By Patrick McCurley

Vision Trace Forensics — Per-Batch Analysis

By Patrick McCurley · Created Mar 19, 2026 public

Sequential trace of GPT-5.4-mini processing all 18 batches (2 pages each) of DPD invoice 3006995.I61645007.pdf. Every batch ran one at a time — no concurrency. Full prompt, full response, all items logged.

Summary: 3 Types of Failure

Out of 12 completed batches, we found three distinct failure modes:

Key finding: The amounts are almost always correct. Only 7 out of ~1,009 items had wrong amounts (0.7% error rate), and those were just swaps with adjacent rows. The real problems are incomplete extraction and misread tracking numbers.

Per-Batch Results

Batch	Pages	Items	Total	Comp. Tokens	Finish	Amount Errors	Tracking Errors
1	1-2	40	£756.40	5,285	stop	0	0
2	3-4	91	£1,188.29	12,198	stop	0	1
3	5-6	50	£386.90	6,606	stop	0	0
4	7-8	92	£614.96	11,873	stop	0	1
5	9-10	92	£592.34	11,597	stop	0	3
6	11-12	92	£652.82	12,414	stop	3	14
7	13-14	92	£660.11	11,420	stop	0	0
8	15-16	92	£600.44	11,231	stop	0	22
9	17-18	92	£667.67	11,818	stop	0	1
10	19-20	92	£765.68	12,103	stop	0	0
11	21-22	92	£656.87	11,505	stop	0	1
12	23-24	92	£651.47	11,768	stop	4	1

Running total after 12 batches: 1,009 items, £8,193.95 (60% of expected £13,653.10)

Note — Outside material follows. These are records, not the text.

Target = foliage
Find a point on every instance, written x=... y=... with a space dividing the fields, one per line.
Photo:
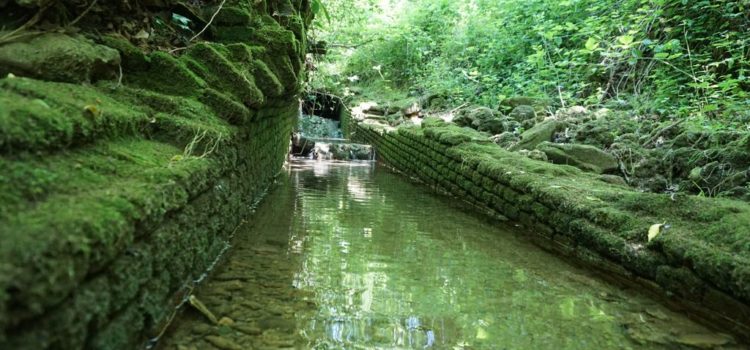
x=676 y=57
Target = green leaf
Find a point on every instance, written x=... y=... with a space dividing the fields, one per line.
x=592 y=44
x=626 y=40
x=318 y=7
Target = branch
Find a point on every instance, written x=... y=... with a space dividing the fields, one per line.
x=83 y=13
x=209 y=21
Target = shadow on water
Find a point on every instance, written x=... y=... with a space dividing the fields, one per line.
x=352 y=256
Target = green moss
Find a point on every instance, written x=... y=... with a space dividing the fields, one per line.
x=211 y=63
x=707 y=242
x=232 y=15
x=41 y=115
x=225 y=107
x=168 y=75
x=133 y=58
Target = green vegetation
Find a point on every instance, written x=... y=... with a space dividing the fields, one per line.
x=705 y=248
x=129 y=152
x=681 y=58
x=659 y=85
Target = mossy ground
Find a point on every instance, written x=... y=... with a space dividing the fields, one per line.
x=109 y=185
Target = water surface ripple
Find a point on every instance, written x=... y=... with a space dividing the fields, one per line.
x=352 y=256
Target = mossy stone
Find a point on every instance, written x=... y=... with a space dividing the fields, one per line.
x=59 y=57
x=585 y=157
x=541 y=132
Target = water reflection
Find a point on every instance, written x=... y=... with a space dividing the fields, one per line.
x=351 y=256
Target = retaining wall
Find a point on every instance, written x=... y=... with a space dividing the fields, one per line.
x=117 y=193
x=702 y=263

Projected full run: ~1,500 items, ~£12,300 — roughly 90% accuracy. This is an undercount, not an overcount.

Failure Mode 1: Early Stop (Batch 3, Pages 5-6)

The model extracted 50 items then stopped, despite 42 more rows being clearly visible on page 6. finish_reason: stop — the model chose to end, not a token limit.

What the model saw

Pages 5-6 each show ~46 rows of shipment data in a clear table format. All rows are "Next Day" service with standard amounts (£4.42-£8.85).

What it returned

50 items with correct amounts — every extracted item matches the POC ground truth. It just stopped early.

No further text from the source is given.